Gustavson was born in Åland, Finland.

Emigrating to the U.S. with his family at age five, Gustavson (who modified his name when he entered comics) graduated from Quentin High School in New York City, and studied civil engineering at Manhattan's Cooper Union. Segueing to art at about age 17, he spent two to three years apprenticing under cartoonist Frank Owen, the husband of one of Gustavson's childhood friends in Finland. Gustavson assisted on Owen's Collier's Magazine humor spot, "Filbert".
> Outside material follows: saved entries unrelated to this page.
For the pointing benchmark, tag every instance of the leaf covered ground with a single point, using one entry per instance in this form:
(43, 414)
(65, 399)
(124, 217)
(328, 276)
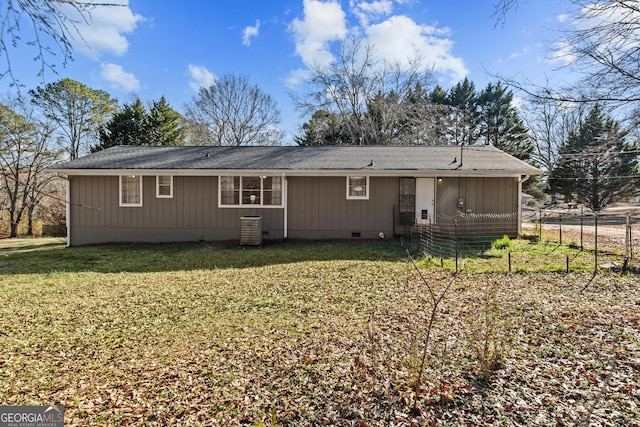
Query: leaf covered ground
(303, 334)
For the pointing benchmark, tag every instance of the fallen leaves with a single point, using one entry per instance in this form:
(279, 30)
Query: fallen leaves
(318, 343)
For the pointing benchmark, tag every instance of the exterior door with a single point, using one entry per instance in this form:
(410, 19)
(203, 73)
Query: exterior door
(425, 201)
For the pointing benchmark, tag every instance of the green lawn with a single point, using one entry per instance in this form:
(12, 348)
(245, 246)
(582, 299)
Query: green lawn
(310, 333)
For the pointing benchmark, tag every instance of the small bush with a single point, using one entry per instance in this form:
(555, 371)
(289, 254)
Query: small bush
(502, 243)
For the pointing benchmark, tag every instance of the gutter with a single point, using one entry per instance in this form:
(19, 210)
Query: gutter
(523, 178)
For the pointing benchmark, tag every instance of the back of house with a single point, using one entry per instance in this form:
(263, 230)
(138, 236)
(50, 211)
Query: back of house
(177, 194)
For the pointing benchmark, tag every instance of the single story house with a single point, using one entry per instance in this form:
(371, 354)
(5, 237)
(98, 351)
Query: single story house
(172, 194)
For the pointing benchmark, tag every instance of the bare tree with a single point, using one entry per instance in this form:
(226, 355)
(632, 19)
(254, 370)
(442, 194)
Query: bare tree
(24, 156)
(44, 26)
(78, 111)
(550, 122)
(365, 92)
(232, 112)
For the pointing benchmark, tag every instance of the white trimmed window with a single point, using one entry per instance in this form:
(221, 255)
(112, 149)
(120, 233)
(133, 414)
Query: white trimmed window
(164, 186)
(131, 190)
(358, 187)
(250, 191)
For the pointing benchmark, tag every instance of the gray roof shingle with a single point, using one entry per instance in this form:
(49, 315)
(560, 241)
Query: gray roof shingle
(308, 159)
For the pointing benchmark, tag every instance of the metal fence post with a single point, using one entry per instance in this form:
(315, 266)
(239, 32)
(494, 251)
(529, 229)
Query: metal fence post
(455, 232)
(627, 238)
(595, 218)
(560, 227)
(540, 222)
(581, 227)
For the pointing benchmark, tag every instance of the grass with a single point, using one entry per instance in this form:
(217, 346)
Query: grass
(310, 333)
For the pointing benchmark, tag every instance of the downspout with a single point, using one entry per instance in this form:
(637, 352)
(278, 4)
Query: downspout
(68, 209)
(286, 206)
(520, 181)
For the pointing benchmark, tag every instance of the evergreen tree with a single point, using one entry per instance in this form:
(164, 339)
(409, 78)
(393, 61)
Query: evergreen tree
(463, 100)
(133, 125)
(163, 124)
(127, 127)
(500, 124)
(324, 128)
(596, 164)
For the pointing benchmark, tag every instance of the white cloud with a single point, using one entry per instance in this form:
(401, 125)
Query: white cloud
(399, 39)
(296, 77)
(322, 23)
(102, 29)
(200, 77)
(563, 52)
(365, 11)
(119, 78)
(249, 33)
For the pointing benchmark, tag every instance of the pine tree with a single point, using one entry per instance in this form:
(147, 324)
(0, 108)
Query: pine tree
(133, 125)
(163, 125)
(596, 164)
(127, 127)
(500, 123)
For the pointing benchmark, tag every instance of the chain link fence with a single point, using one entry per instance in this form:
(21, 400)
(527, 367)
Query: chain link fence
(567, 239)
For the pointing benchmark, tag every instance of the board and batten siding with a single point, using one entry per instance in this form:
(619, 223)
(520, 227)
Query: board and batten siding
(318, 208)
(491, 203)
(191, 215)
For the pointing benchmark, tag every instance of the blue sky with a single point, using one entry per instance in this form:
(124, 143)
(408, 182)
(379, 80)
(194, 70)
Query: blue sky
(149, 48)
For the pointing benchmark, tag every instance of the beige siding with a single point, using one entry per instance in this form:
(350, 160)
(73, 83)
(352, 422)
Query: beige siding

Gustavson began working in the studio of the quirkily named Harry "A" Chesler, a "packager" of comic books for publishers testing the waters of the emerging medium. "I started at $12 a week", he told historian Jim Steranko, who interviewed him in the early 1970s. "It wasn't much but in those days it was enough for me. I stayed with Chesler for about two years and, during that time, worked with people like Jack Cole, Mort Meskin, Gill Fox, Fred Guardineer, Charlie Biro, and Bob Wood".

==Creating characters==

After getting married and beginning a family, Gustavson began working for another comics packager, Funnies, Inc., which supplied publisher Martin Goodman with the contents of Marvel Comics #1. The packager also supplied Centaur Publications, for which Gustavson created the Arrow, Fantom of the Fair, and Man of War. Other notable work includes humor features in five early issues of DC's Action Comics, starting with issue #5 (Oct. 1938), and the two-page humor piece "Major Bigsbee an' Botts" in the oft-reprinted Batman #1 (Spring 1940).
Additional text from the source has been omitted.